L'inquinamento ambientale ha determinato, negli ultimi anni, un'impennata delle patologie respiratorie. Oltre ai casi di asma e bronchiti allergiche, sono sempre di più le persone che lamentano disturbi respiratori nasali notturni che le obbligano al costante uso di spray vasocostrittori o quantomeno a respirare a bocca aperta (in quest'ultimo caso, tra l'altro, venendo a mancare oltre alla filtrazione del naso anche il riscaldamento e l'umidificazione dell'aria, si innesca tutta una serie di altri inconvenienti, come secchezza di bocca e gola, faringiti, russamento, apnee notturne...).

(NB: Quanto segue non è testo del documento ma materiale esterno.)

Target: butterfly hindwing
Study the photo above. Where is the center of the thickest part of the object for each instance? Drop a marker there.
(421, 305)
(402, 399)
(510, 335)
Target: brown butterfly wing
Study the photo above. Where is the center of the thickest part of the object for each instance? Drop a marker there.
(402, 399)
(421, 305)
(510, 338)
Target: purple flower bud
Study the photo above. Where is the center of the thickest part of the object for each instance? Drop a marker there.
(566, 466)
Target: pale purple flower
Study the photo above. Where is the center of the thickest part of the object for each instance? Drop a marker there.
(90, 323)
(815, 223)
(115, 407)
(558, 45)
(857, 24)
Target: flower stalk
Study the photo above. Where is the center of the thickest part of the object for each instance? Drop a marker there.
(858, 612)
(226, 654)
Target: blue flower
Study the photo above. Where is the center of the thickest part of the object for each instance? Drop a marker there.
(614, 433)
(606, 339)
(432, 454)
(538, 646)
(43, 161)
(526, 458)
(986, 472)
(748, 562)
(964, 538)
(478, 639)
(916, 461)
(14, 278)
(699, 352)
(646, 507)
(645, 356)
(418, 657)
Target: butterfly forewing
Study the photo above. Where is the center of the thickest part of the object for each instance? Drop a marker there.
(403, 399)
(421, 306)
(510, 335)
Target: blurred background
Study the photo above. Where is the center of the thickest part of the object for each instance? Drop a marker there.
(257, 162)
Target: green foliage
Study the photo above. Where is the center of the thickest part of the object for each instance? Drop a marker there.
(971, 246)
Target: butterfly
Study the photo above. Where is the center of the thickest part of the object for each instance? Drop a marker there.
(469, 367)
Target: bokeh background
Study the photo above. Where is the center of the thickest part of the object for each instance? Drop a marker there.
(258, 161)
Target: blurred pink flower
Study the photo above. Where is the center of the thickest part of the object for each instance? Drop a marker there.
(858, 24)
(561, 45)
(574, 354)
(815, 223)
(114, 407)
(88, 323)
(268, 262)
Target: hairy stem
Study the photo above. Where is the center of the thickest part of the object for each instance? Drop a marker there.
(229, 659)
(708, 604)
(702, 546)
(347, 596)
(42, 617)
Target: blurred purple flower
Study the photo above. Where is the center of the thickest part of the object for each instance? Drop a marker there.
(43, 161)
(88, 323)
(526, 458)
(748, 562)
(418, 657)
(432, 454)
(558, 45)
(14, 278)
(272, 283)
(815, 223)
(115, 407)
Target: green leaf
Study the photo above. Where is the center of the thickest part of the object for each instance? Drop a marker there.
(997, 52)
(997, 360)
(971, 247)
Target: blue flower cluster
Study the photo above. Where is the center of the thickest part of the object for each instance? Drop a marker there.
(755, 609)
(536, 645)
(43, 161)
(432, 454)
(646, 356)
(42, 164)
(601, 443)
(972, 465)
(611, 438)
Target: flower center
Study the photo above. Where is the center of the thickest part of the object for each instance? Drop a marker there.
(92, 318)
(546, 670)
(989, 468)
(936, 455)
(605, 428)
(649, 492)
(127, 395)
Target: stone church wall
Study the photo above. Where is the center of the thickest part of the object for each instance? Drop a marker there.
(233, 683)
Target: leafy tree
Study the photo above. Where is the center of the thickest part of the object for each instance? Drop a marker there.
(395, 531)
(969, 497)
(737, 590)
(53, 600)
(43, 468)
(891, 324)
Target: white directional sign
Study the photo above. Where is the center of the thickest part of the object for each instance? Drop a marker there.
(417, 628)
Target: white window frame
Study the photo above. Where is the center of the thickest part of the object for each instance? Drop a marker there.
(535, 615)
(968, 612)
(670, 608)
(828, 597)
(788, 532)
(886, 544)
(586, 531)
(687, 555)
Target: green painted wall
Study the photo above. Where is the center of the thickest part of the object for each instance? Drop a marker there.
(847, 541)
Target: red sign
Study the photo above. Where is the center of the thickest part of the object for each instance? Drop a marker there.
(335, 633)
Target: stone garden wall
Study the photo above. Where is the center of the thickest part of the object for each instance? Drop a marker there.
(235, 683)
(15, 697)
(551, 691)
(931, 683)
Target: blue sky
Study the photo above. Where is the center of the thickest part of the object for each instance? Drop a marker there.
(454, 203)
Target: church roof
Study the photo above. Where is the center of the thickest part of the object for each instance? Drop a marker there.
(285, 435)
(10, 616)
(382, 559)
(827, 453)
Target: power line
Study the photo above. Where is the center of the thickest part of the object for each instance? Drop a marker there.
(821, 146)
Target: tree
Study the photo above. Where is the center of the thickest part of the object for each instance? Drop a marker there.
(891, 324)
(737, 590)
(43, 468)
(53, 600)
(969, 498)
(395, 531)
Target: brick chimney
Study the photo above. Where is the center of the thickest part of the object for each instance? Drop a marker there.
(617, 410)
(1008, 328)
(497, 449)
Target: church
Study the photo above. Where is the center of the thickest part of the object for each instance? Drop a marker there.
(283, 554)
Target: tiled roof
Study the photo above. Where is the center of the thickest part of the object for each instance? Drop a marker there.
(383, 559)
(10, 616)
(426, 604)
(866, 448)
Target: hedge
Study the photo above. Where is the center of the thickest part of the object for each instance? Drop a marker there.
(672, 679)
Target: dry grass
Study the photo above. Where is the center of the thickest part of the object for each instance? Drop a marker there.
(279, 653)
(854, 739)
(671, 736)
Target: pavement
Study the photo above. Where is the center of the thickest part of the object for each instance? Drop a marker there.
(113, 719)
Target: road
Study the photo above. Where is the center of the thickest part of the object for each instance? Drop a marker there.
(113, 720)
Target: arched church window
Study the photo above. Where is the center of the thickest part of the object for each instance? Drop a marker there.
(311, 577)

«In effetti, l'inquinamento atmosferico può essere responsabile di una irritazione permanente delle mucose nasali, che a lungo andare può portare a forme di riniti, a volte allergiche, che hanno come conseguenza l'ipertrofia dei turbinati inferiori, cioè di quelle piccole strutture che hanno il compito di filtrare, riscaldare e umidificare l'aria diretta ai polmoni», commenta il professor Paolo Gottarelli (paolo.gottarelli@fastwebnet.it), chirurgo plastico a Bologna e docente di chirurgia nasale all'Università di Ferrara. «In molti casi, inoltre, il fenomeno "porta a galla" o evidenzia maggiormente difetti anatomici preesistenti, come alterazioni del setto nasale e dei turbinati stessi; anomalie che la gran parte della popolazione presenta senza nemmeno saperlo, dato che, entro certi limiti, vengono compensate naturalmente, e quindi tollerate». Come correre ai ripari? «Nelle forme più lievi, possono risultare utili alcuni semplici accorgimenti pratici, come la protezione del naso con mascherine filtranti , o il lavaggio delle coane (le aperture di comunicazione tra cavità nasali e cavità orofaringea) con soluzione salina almeno tre volte al giorno, per evitare il ristagno di sostanze tossiche ed irritanti», risponde il professor Paolo Gottarelli. «Se la situazione è più grave invece la cosa migliore è rivolgersi ad uno specialista, per eseguire una TAC dei seni paranasali. Individuare la vera causa del problema (che, spesso, è attribuibile ad un'alterazione anatomica del setto o dei turbinati), è fondamentale, infatti, per risolverlo in modo definitivo. In questo caso, va senz'altro valutata l'opportunità di una soluzione chirurgica».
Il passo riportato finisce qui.